Rocky V. Ahmadinejad
Bankrupt and brain-damaged in Rocky V, a bout fought so long ago that the other Bush was still sucker-punching Saddam, Sylvester Stallone's titular pugilist returns to issue another beating in Rocky Balboa.
How much punishment can an audience take? Even 007 gets his license renewed by younger models every decade, but not Rocky, who by now has arthritis in his neck, calcium deposits in his legs, and, as before, pebbles in his head. But, yo, those arms are like tree trunks. And pushing 60 or not, this fighter is all heart. As for Stallone, he tends to lead with his chin—and I don't mean that metaphorically. Leaning forward when he speaks, the veteran actor projects as if he's looking to get hit, particularly in the scene with the Philly athletic commission, which threatens to deny ol' Rocky's application for a new boxing license. "Maybe you're just doing your job," sputters Rocky, his aching neck stretched from here to Palookaville, "but why you gotta stop me from doing mine?" Not that Stallone's comeback compares to the Greatest's for pure provocation, but it gets you thinking: Does life imitate the ring or vice versa? Speaking of jobs to do, how different was the dialogue when the stallion known as Sly stood toe-to-toe with MGM's roaring lion and begged its commissioners for another round?
Rocky Balboa, effortlessly reflexive and patently, even proudly, absurd, is a tough movie to dislike—and believe me, I've tried. Stallone's "deez, dem, doze" routine truly echoes a bygone era even as his most famous character continues to epitomize the times. In '76, the tough guy went the distance and lost, like our troops in Vietnam. In '85, he fought the Cold War in the form of Dolph Lundgren's red Drago and, like Reagan, he won—wrapped in the American flag, yet. Now Rocky VI equals Bush II: However bloody things get, the born fighter refuses to throw in the towel. "Nuttin' hits harder than life," the Stallion surmises. "It's about how much you can take and keep movin' forward"—chin-first, presumably.
Directed and written by Sylvester Stallone. Starring Stallone, Burt Young, Antonio Tarver, Geraldine Hughes and Milo Ventimiglia. Opens Friday.
Things have changed for this great white hope since he first fought for freedom against the tellingly named Apollo Creed in our Bicentennial year. In '06, Balboa's belated return to the ring can be blamed, like this DVD-ready sequel, on the digital revolution: The ESPN Boxing channel's computer simulation program predicts that the Italian Stallion, at least as he was in his prime, could take the current heavyweight champ, Mason "The Line" Dixon (Antonio Tarver) by K.O. Naturally, neither Rocky, now a restaurateur, nor Mason Dixon (named for the thin line between drama and comedy?) can resist when a promoter's Vegas exhibition offer follows.

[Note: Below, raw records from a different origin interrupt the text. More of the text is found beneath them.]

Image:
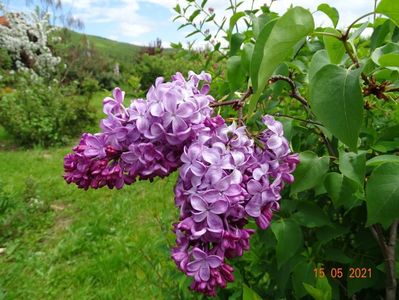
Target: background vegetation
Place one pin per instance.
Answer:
(60, 242)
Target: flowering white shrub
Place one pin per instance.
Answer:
(25, 38)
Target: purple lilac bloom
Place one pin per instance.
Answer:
(143, 140)
(225, 180)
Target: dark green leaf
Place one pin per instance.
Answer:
(235, 73)
(381, 159)
(303, 273)
(289, 239)
(258, 23)
(381, 52)
(340, 189)
(310, 215)
(235, 43)
(336, 99)
(326, 234)
(257, 54)
(382, 194)
(210, 18)
(288, 31)
(389, 60)
(234, 19)
(248, 49)
(194, 15)
(309, 172)
(192, 33)
(177, 8)
(335, 48)
(319, 60)
(353, 165)
(249, 294)
(322, 291)
(358, 31)
(337, 255)
(331, 12)
(389, 8)
(379, 34)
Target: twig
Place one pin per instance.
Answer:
(294, 91)
(296, 95)
(391, 272)
(388, 251)
(346, 34)
(236, 103)
(298, 119)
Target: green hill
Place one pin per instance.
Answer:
(123, 53)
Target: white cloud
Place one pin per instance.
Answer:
(134, 30)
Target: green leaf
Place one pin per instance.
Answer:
(177, 8)
(194, 15)
(326, 234)
(340, 189)
(336, 255)
(288, 31)
(250, 294)
(335, 48)
(353, 165)
(257, 54)
(289, 239)
(381, 159)
(246, 56)
(309, 171)
(322, 291)
(234, 19)
(235, 43)
(382, 194)
(303, 273)
(379, 34)
(319, 60)
(386, 55)
(358, 31)
(331, 12)
(337, 101)
(235, 73)
(310, 215)
(192, 33)
(258, 23)
(389, 60)
(389, 8)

Other things are different too. Rocky's sidekick Adrian has succumbed to what he calls, with characteristic sensitivity, "the woman cancer." The site of the odd couple's legendary ice-skating date is now a vacant lot strewn with garbage, the old neighborhood looking more than ever like a white ghetto. "Whole world's fallin' apart," claims Adrian's astute brother Paulie (Burt Young), still clock punching at the meatpacking plant but painting like van Gogh in between slab inspections. Still, some things never change. Our hero's training outfit is a gray hoodie with matching sweatpants; his vitamin water is a raw egg, his punching bag a side of beef. His new muse is a shy bartender (Geraldine Hughes)—Rocky likes the shy ones—and as in matches past, we know our fighter is getting serious about payback when, halfway through the film, he starts talking to himself, sparring with the more existential aspects of brawling. "Am I just tryin' to replace old pain with new pain?"
Ask a narcissist a stupid question and you get a stupid answer, but that's not to say it won't be funny. Maybe all-out parody would've better suited Rocky Balboa—Stallone getting Rocky to start reading Henry James and dreaming of a tenure-track gig in the lit department at Penn or something. But earnest as it is, the movie hardly resists laughs. Identifying solely with a forlorn old mutt named Punchy, Rocky has become a philosopher in his old age. "A few too many birthdays," he says, "shouldn't be a reason not to fight." Nor to write and direct and star—shirtless, even! Stallone would like us to think that Rocky hasn't aged at all, although, gazing at the old buildings in the 'hood, the fighter does allow that if he were 150 years old, he'd be falling apart too. We'll know for sure in about 90 years, when the Stallion trains for his nursing-home rematch against China Man.